The critical issue at stake is the counting rules being used: in particular, U.S. plans to keep many more than 2,200 weapons in storage for potential re-deployment later. With nuclear weapons kept in various stages of readiness and dismantlement, there are many ways to measure when a nuclear weapon is no longer a nuclear weapon, and thus many ways to count them. The recent U.S. Nuclear Posture Review reveals that despite the rhetoric focusing on cuts to the number of weapons actually deployed and ready to go, the Bush administration wants to keep the strategic flexibility a massive nuclear arsenal provides.
When politicians talk about nuclear weapons, they are usually talking about only a small portion of the U.S. warhead arsenal — the strategically or operationally deployed warheads. Those are the weapons Bush and Putin's agreement refers to and that are restricted under the START treaties. (The Bush-Putin agreement supplants START II, which called for reductions in deployed strategic nuclear arsenals to 3,500 each.) Under the agreement now being negotiated, the strategically deployed bucket will be partially emptied, while other buckets fill up.
According to the NRDC, the United States now has about 10,650 intact warheads in its nuclear arsenal. In addition, there are enough disassembled components for another 5,000 warheads in storage - the U.S. strategic reserve. The intact nuclear stockpile can be divided into two parts, active and inactive weapons. Weapons in the inactive stockpile have had their limited life components, such as tritium, removed. The active stockpile has three subsections: deployed weapons, the responsive capacity or hedge, and spares. Deployed warheads can be either operationally deployed or in overhaul. Operationally deployed warheads are attached to a delivery system, such as an intercontinental ballistic missile (ICBM). At any given time, a certain percentage of the deployed warheads are in overhaul, being tested and updated. Warheads in the hedge are separated from their delivery vehicles, be they missiles or planes. Spare warheads can replace warheads in the responsive or operationally deployed categories. Out of all these categories, only the operationally deployed warheads are likely to be restricted by the Bush-Putin agreement.

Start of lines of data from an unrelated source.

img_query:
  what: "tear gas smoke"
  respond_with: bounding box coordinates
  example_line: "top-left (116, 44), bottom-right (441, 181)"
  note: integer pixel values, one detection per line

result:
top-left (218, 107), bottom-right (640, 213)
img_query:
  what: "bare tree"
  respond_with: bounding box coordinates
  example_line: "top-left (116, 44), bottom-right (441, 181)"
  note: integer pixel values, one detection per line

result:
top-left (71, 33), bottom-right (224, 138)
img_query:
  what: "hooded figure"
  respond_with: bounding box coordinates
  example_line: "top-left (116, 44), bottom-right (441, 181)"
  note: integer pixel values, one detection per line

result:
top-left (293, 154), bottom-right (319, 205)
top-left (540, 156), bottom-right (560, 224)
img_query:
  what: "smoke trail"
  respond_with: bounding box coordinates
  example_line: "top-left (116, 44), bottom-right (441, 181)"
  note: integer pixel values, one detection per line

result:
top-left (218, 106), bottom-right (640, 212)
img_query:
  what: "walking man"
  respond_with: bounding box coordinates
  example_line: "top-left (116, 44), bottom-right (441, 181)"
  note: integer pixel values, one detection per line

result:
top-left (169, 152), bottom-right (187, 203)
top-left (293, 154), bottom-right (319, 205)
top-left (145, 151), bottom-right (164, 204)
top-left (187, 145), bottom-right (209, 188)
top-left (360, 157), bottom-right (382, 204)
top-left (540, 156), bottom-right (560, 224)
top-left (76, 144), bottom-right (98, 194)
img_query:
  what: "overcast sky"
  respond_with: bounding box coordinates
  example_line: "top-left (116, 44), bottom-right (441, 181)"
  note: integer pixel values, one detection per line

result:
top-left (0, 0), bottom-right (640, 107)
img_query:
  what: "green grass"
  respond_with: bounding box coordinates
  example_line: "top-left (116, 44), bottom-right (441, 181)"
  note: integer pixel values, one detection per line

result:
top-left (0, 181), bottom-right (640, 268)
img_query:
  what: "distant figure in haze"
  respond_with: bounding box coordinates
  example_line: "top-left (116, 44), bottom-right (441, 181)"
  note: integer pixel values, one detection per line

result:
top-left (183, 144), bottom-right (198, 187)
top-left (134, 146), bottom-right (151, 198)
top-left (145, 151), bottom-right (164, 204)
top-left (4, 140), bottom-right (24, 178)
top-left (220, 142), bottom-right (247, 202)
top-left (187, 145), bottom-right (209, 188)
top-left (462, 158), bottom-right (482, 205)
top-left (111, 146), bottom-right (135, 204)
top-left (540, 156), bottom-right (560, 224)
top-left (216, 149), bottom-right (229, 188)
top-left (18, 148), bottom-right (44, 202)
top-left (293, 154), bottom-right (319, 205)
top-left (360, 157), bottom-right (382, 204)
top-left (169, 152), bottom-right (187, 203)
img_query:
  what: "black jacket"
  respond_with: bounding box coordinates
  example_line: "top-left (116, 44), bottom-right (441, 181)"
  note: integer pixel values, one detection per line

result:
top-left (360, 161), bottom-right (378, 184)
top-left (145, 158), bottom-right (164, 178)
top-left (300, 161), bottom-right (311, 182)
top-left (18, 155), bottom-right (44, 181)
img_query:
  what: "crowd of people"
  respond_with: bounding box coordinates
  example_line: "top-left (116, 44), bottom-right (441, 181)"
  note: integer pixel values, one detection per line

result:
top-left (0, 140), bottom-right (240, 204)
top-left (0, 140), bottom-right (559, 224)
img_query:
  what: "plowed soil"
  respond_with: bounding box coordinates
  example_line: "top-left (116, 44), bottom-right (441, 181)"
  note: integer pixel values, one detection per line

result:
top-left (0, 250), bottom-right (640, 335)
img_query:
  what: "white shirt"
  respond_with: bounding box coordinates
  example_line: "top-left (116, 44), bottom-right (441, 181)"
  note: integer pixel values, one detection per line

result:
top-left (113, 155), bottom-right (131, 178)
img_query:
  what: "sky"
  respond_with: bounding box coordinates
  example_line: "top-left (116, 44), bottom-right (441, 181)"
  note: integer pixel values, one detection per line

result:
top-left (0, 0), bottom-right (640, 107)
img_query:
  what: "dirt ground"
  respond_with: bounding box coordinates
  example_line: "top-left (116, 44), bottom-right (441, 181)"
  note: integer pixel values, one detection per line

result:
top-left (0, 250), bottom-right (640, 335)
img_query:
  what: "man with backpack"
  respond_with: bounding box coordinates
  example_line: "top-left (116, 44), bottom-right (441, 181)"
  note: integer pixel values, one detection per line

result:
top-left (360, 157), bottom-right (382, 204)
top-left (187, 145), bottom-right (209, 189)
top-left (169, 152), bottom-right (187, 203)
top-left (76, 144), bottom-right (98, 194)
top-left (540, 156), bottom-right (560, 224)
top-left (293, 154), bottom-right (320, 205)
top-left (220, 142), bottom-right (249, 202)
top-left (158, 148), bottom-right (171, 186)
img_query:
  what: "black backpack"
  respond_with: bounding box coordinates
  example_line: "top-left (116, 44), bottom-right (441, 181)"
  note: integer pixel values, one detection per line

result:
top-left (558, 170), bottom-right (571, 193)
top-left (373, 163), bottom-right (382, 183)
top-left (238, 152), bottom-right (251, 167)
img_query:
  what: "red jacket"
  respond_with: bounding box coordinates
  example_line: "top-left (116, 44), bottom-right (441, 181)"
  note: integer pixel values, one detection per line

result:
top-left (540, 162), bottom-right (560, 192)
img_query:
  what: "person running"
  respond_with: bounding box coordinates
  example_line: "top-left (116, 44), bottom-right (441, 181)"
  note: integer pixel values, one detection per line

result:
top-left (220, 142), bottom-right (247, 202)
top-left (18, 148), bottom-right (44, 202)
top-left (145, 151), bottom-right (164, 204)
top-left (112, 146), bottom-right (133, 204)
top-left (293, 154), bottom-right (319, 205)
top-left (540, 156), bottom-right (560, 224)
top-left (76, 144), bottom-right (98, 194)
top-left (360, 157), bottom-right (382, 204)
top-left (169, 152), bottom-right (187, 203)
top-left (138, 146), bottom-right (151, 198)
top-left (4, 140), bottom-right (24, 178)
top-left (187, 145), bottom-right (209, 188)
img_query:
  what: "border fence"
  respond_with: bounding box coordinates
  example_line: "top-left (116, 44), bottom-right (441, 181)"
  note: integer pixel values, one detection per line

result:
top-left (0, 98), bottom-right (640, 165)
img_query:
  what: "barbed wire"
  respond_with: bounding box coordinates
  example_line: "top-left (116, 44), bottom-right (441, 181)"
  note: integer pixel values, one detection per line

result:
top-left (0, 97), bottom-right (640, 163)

While the reduction plan has not been finalized, if the agreement follows the Nuclear Posture Review, the majority of the "reduced" weapons in the U.S. arsenal will move from being operationally deployed into either the responsive or inactive categories. Very few warheads will be dismantled or destroyed. By 2012, there will probably be around 600 fewer warheads in the U.S. arsenal, because of the retirement of one type of warhead, the W62. That would represent a 6 percent reduction in intact nuclear warheads.
The nuclear stockpile can also be divided between tactical and strategic nuclear weapons. Tactical nuclear weapons fall into the same categories as strategic nuclear weapons, but they are unlikely to be affected by the Bush-Putin agreement. The critical difference between tactical and strategic nuclear weapons is in how they are intended to be used. Tactical nuclear weapons, smaller and shorter-range, are meant to be used against battlefield military targets. Strategic nuclear weapons are generally attached to long-range delivery vehicles, like ICBMs, and are more powerful. They are aimed at population centers or an enemy's nuclear weapons ? counter-value and counter-force targets in military vernacular, respectively.
The START treaties, and the Bush-Putin agreement now being discussed, do not deal with tactical nuclear weapons. The exclusion of tactical nuclear weapons from current U.S.-Russian discussions is unfortunate. Tactical nuclear weapons, because of their small size, are the weapons most likely to fall into terrorist hands — where they could be employed "strategically" in an asymmetric mode.
What are the security ramifications of these "reductions?" It is good for collective security to have more weapons moved into the responsive stockpile, because they are essentially deactivated, reducing the chances of an accidental launch. On the other hand, putting all these nuclear weapons in storage will be bad for security if the Russians do likewise. With an under-funded and degenerated command and control system, the Russians lack the resources to properly store and account for nuclear components, even with the U.S. aid provided through the Nunn-Lugar Cooperative Threat Reduction program.
Assuming that the document produced for May does not necessitate the actual destruction of weapons, or even their dismantlement, as seems likely, the key question becomes how the Russians will respond to the American hedge. For financial reasons, Moscow may have to continue destroying weapons (destruction is cheaper than storage for Russia, unlike the United States). On the other hand, the Russian leadership may decide that maintaining a deterrent force requires mimicking the U.S. hedge force.
Moreover, the primary security threat to the United States is now terrorists, not the Russian and Chinese deployed strategic nuclear arsenals. The U.S. nuclear reduction strategy does not reflect that shift. If the new negotiations now underway lead the Russians to store inactive warheads, rather than destroy them, the United States will have marginally reduced one threat only to compound another. In that case, the only thing reduced would be U.S. national security.